Archive for the ‘Midgard’ Category


Midgard: Where it all began

In Midgard on 2009-05-10 by Jukka Zitting

On Friday we celebrated the tenth anniversary of the Midgard project. The celebration took the form of a very nice gala evening with good food and drinks with live music, show and of course some speeches. I was asked to deliver a few words about how it all began for Midgard.

Here’s my speech, reconstructed from my draft notes and edited for the web audience:

We were a group of teenagers and young adults doing historical re-enactment and live action role playing games. One evening in early -97 we were sitting in a bus, returning from the woods with all our viking gear on. Bergie said to me: “Hey Yaro”, as I was known as Yaroslav at the time. “Hey Yaro”, he said, “you’re over 18 and you have a drivers license. Would you like to take a dozen teenagers to a trip to Norway and back?” Even back then Bergie was the one with big dreams and the power to inspire people. I had the skills required to make those dreams happen but not yet enough experience to tell that we perhaps should think twice. So I just answered: “Sounds cool, let’s do it!” That’s pretty much what happened also with Midgard.

The trip to Norway went well for us and was followed by a number of other adventures. One of them was our quest to build a better web site for our group. It was -97 and the web was booming. The de facto web publishing technology was FTP, that people used to push static HTML to a web server. Geocities was a major cool thing as it allowed you to publish your static HTML for free. We however had bigger plans and our own server running in the closet of a friendly internet company. And we were publishing lots of stuff: news, photos, articles, etc. Quite a few people were actively contributing new content to the web site.

Our first serious attempt at better managing the site was based on technologies called SGML and DSSSL. For the technically minded: nowadays you’d use XML and XSLT for similar tasks. We used this system to “cook” our content into nicely formatted HTML that was then served to the world.

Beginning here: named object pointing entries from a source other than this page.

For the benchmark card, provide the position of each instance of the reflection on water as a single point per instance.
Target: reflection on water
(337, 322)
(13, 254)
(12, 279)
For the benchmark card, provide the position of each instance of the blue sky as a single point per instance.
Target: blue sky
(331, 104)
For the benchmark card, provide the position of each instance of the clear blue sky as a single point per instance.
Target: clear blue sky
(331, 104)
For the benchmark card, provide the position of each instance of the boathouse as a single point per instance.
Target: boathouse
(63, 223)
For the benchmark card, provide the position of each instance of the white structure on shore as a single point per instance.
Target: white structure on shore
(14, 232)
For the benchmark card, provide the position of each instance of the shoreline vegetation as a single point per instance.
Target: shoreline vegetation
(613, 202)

It worked pretty well, but was hopelessly too complex for almost all of our contributors. This was a time when people were only just discovering the Internet. Most of our contributors were teenagers who were using the net from libraries or schools. Internet connections with modems were only just finding their ways to normal households. Even FTP was often out of the question, so there was little hope of making the heavy SGML tooling work as well as we’d like.

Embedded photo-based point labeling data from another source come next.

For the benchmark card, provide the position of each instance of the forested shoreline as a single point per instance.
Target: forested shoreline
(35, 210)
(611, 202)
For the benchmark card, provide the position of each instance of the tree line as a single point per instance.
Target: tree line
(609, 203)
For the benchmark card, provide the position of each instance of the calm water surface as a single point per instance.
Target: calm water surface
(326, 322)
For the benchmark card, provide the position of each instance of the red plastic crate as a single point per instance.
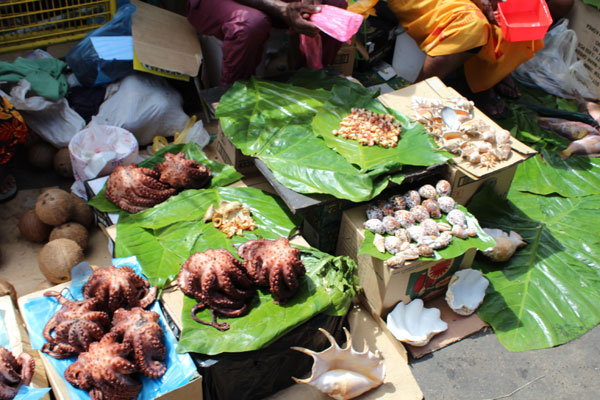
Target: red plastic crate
(522, 20)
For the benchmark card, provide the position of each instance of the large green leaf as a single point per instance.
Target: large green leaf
(456, 248)
(222, 174)
(548, 292)
(327, 287)
(163, 237)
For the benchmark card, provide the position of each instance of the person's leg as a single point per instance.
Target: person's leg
(243, 31)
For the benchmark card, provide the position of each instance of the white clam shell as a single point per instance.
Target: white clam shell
(466, 291)
(342, 372)
(414, 324)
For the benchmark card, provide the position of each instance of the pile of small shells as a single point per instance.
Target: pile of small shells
(408, 223)
(370, 128)
(475, 141)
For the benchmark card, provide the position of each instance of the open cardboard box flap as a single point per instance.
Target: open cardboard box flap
(401, 100)
(165, 40)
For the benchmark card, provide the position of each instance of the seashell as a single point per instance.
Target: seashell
(398, 202)
(375, 226)
(419, 213)
(379, 243)
(427, 192)
(443, 187)
(430, 227)
(414, 324)
(433, 208)
(457, 217)
(506, 244)
(392, 244)
(405, 218)
(342, 372)
(466, 291)
(446, 204)
(412, 198)
(390, 224)
(374, 212)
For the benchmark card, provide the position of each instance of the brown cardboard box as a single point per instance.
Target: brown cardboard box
(584, 19)
(465, 178)
(385, 287)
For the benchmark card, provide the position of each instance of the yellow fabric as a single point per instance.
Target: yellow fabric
(442, 27)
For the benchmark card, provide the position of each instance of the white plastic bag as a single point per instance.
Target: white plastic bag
(143, 104)
(54, 121)
(555, 69)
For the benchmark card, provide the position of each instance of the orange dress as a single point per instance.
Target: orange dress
(442, 27)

We wanted a system that could be managed entirely through the browser. Not just the content you saw on the web site, but the layout templates and even the functional code used to list pages or to handle the forms for adding or modifying content. The system should allow you to build an entire web site, including all the administration interfaces, without any other tooling than a web browser. Such systems simply didn’t exist at the time and in fact they’re pretty rare even today.

So we had to build our own system. We looked at a number of potential platforms for something like this, and the LAMP stack seemed like a good fit. Our server already ran Linux and, like pretty much everyone, we used the Apache web server. We hadn’t used PHP or MySQL before, but they were getting some good press and were easy enough to get started with. In fact we hadn’t done much anything when we started: we hadn’t done Apache modules, we hadn’t extended (or even written!) PHP, and at the time I had only read about relational databases. As we used to say: “How hard can it be?” We didn’t know, and so we just did it.

The result of our efforts was called Midgard. We had used it to power our web site for about a year when Bergie was hired to build a new web site for a Finnish tech company. Midgard seemed like a good fit for that need, and we figured that also other people might find the system useful. Open source was cool and we wanted to join the movement so we decided to publish Midgard as open source. After nights spent researching licensing options, writing press releases, creating the project web site and setting up mailing lists and public CVS access we were finally ready to publish Midgard 1.0 to the world. That happened exactly ten years ago.

The 1.0 release was like the Land Rover it was named for. The magnificent car from -62, that we used on many of our trips, was really cool and when it worked, it did so very well. However every known and then it required some “manual help” to get it started or to keep it going. This was also the case for Midgard 1.0. The first external installation that I know of was done on a Solaris platform and required a few days worth of help and patches delivered over the mailing list before it was up and running. Much of that early feedback and experience was reflected in Midgard 1.1 that was our first release that people were actually managing to install and run without direct assistance. That started the growth of the Midgard community.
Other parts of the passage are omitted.